Tuesday, May 28, 2024

My Tests Are Good At Finding AWS Bugs

I recently made a minor change to my logging library. And, minor though it was, I run a full suite of integration tests before any release. I wasn't expecting any problems, so was surprised when the first test against Kinesis failed. More puzzling: the primary assertions in the test all passed; the records were properly written to the stream. What failed was an assertion that there weren't any internally-logged errors.

Digging in, I discovered that the failure was a ResourceNotFoundException: Kinesis was claiming that the stream didn't exist! This particular test created the stream, waited for it to become active, and then immediately tried to write a batch of messages to it. I looked through the code to see if there was any way that it could be writing the batch before the stream was active, and didn't see one. I then put debugging messages into the code to be sure. The stream was definitely active when the batch was written.

I then extracted the code into a stand-alone program,** and discovered that PutRecords claimed that a newly-created stream didn't exist, even after a dozen or more calls to DescribeStreamSummary said that yes, it did. And a second call to PutRecords, invoked immediately afterward, succeeded. It seems that their internal name->ARN lookup service has a race condition.

Since my company has business-tier support with AWS, I submitted a ticket that included the demo program. And 24 hours later received a message asking for additional information, including “a detailed system architecture.” I'm tempted to rant about AWS support, but I'm sure they're overwhelmed. At least they don't use Q to handle first-tier response — yet. I also pinged a friend who works for AWS, but haven't heard back via that channel either.

I also did some digging and discovered that I could work around the problem by (1) passing the stream ARN to PutRecords instead of the name, or (2) inserting a one-second sleep between receiving the “active” status and trying to send the batch.

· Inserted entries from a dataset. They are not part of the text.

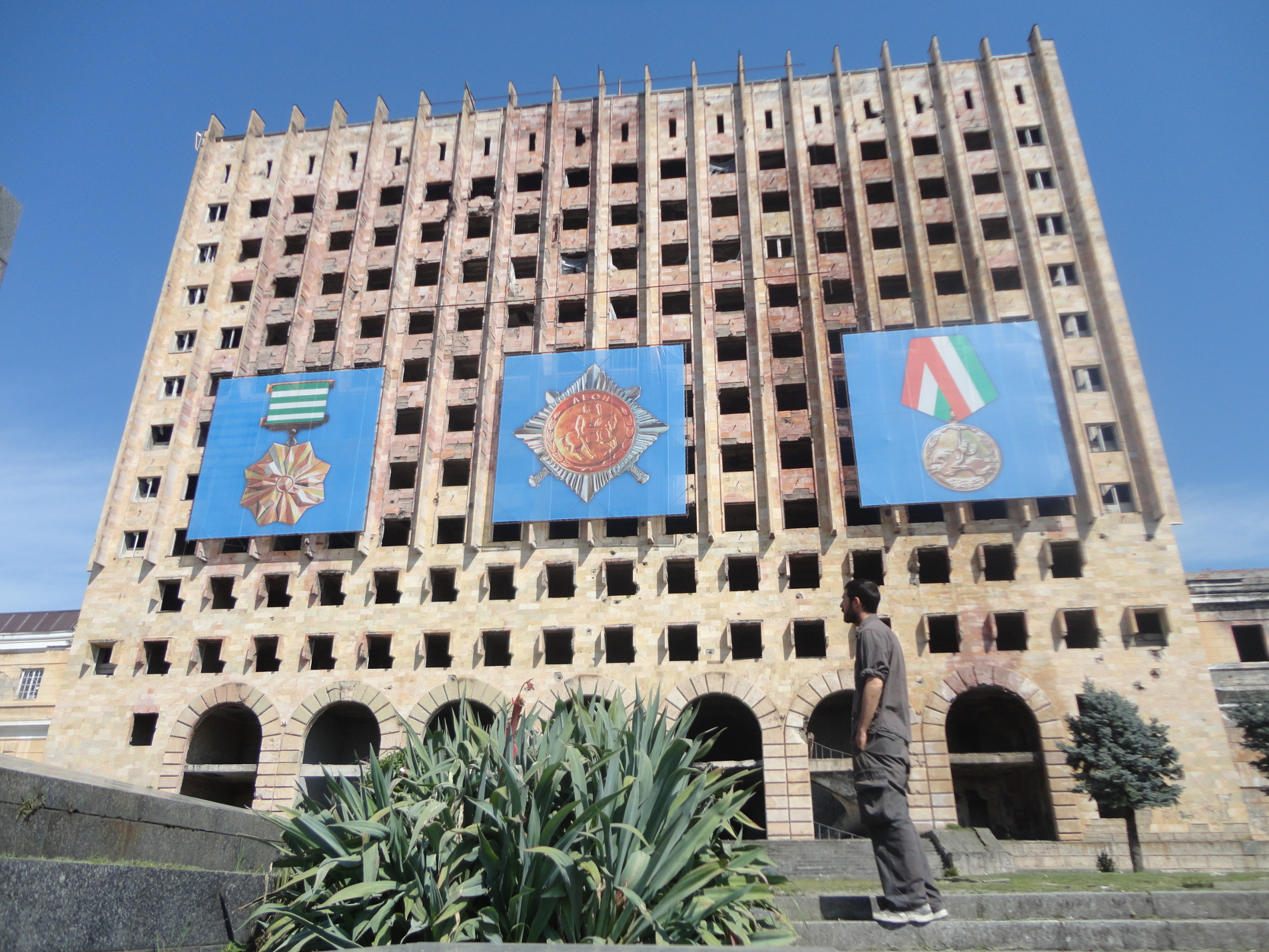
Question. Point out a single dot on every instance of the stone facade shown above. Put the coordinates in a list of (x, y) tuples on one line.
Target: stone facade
[(451, 246), (33, 650)]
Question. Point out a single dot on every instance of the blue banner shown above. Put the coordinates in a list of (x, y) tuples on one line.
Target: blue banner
[(947, 414), (592, 434), (288, 455)]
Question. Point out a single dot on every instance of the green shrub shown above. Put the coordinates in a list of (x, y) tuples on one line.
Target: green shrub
[(592, 824)]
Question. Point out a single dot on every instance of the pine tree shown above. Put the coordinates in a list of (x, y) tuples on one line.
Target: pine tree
[(1120, 761), (1253, 716)]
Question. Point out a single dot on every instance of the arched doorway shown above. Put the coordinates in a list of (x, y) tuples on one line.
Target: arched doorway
[(834, 803), (447, 716), (737, 745), (222, 755), (998, 771), (340, 739)]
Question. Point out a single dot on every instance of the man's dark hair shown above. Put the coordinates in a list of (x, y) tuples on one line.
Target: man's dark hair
[(867, 593)]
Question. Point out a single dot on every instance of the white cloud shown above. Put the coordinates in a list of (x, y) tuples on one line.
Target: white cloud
[(51, 492), (1226, 527)]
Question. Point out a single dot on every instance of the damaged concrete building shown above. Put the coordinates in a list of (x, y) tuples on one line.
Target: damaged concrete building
[(755, 221)]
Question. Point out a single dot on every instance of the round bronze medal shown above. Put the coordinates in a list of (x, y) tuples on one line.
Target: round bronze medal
[(589, 430), (961, 457)]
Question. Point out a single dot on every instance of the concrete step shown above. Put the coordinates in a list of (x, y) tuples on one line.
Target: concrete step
[(830, 858), (1094, 936), (1198, 904)]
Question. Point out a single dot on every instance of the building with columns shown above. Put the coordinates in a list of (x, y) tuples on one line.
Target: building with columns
[(755, 221)]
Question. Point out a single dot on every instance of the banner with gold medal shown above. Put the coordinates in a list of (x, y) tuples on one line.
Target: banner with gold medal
[(947, 414), (288, 455)]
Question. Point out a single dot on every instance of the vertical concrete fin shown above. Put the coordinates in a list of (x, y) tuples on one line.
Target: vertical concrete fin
[(1035, 39)]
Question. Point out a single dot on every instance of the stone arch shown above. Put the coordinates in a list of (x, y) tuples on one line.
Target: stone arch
[(231, 694), (292, 743), (589, 684), (451, 691), (932, 769)]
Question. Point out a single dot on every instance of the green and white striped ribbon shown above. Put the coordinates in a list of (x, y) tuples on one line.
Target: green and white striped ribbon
[(301, 402)]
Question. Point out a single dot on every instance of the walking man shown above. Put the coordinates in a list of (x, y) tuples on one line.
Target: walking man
[(882, 735)]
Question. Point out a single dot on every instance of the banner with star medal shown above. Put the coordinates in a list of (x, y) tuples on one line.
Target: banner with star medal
[(946, 414), (592, 434), (288, 455)]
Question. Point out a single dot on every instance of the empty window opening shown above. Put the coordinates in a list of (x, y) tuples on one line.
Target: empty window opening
[(740, 517), (620, 645), (681, 576), (803, 572), (681, 524), (440, 583), (1011, 631), (989, 509), (498, 649), (620, 579), (1040, 179), (169, 597), (987, 185), (809, 639), (1007, 280), (775, 201), (1055, 506), (436, 652), (1088, 380), (883, 238), (743, 574), (143, 729), (998, 563), (681, 642), (797, 455), (1250, 643), (157, 658), (454, 472), (933, 566), (451, 530), (747, 642), (788, 396), (222, 593), (560, 580), (801, 514), (1082, 628), (414, 371), (462, 419), (943, 632), (827, 197), (733, 400), (995, 229)]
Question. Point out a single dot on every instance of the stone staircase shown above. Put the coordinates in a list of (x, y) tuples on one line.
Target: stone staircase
[(1203, 919)]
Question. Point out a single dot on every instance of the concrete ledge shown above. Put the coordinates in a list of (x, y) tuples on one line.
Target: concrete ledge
[(1051, 905), (53, 813), (67, 907), (1232, 935)]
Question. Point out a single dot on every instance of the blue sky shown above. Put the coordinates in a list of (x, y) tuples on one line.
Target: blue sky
[(102, 102)]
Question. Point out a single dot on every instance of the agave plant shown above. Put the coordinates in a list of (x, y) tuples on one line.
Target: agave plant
[(593, 824)]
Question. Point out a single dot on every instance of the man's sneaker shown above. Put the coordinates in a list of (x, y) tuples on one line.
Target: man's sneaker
[(921, 915)]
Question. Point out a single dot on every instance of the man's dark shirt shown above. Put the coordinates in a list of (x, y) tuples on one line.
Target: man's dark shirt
[(879, 656)]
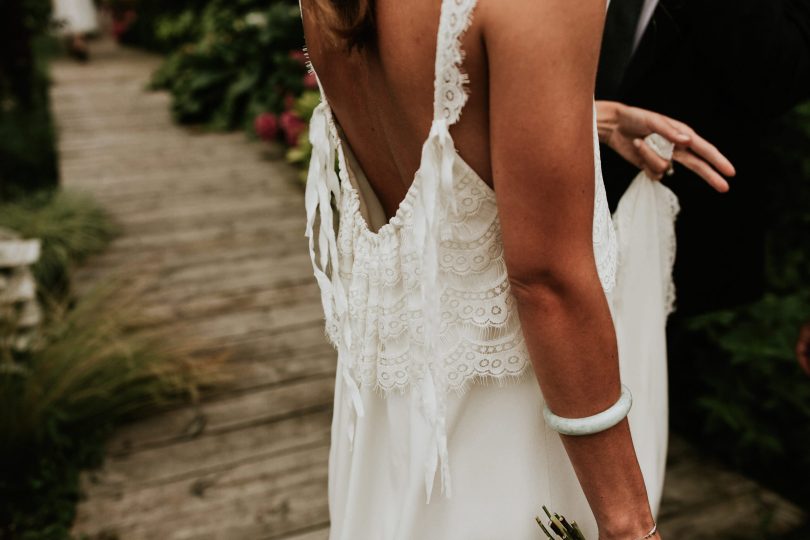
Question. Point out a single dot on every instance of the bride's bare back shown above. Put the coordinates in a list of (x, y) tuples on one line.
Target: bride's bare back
[(382, 96), (527, 130)]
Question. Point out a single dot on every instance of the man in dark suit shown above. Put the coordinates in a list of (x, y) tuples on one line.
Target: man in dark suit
[(727, 68)]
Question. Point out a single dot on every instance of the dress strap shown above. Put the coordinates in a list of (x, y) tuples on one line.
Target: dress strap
[(450, 93)]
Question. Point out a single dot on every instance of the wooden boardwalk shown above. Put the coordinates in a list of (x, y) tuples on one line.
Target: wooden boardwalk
[(214, 225)]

As far as the log-writer itself is concerned, the error isn't a problem: it retries the send. That's why the primary assertions succeed: all of the messages are in fact written. So my decision is whether to wait for AWS to fix the problem or change my tests to work-around it. Or change the library to use ARN, on the assumption that that's the “preferred” argument for the PutRecords call.


* In case you're wondering about the title, you can read about my last experience here.

** A Python program that displays the behavior is here.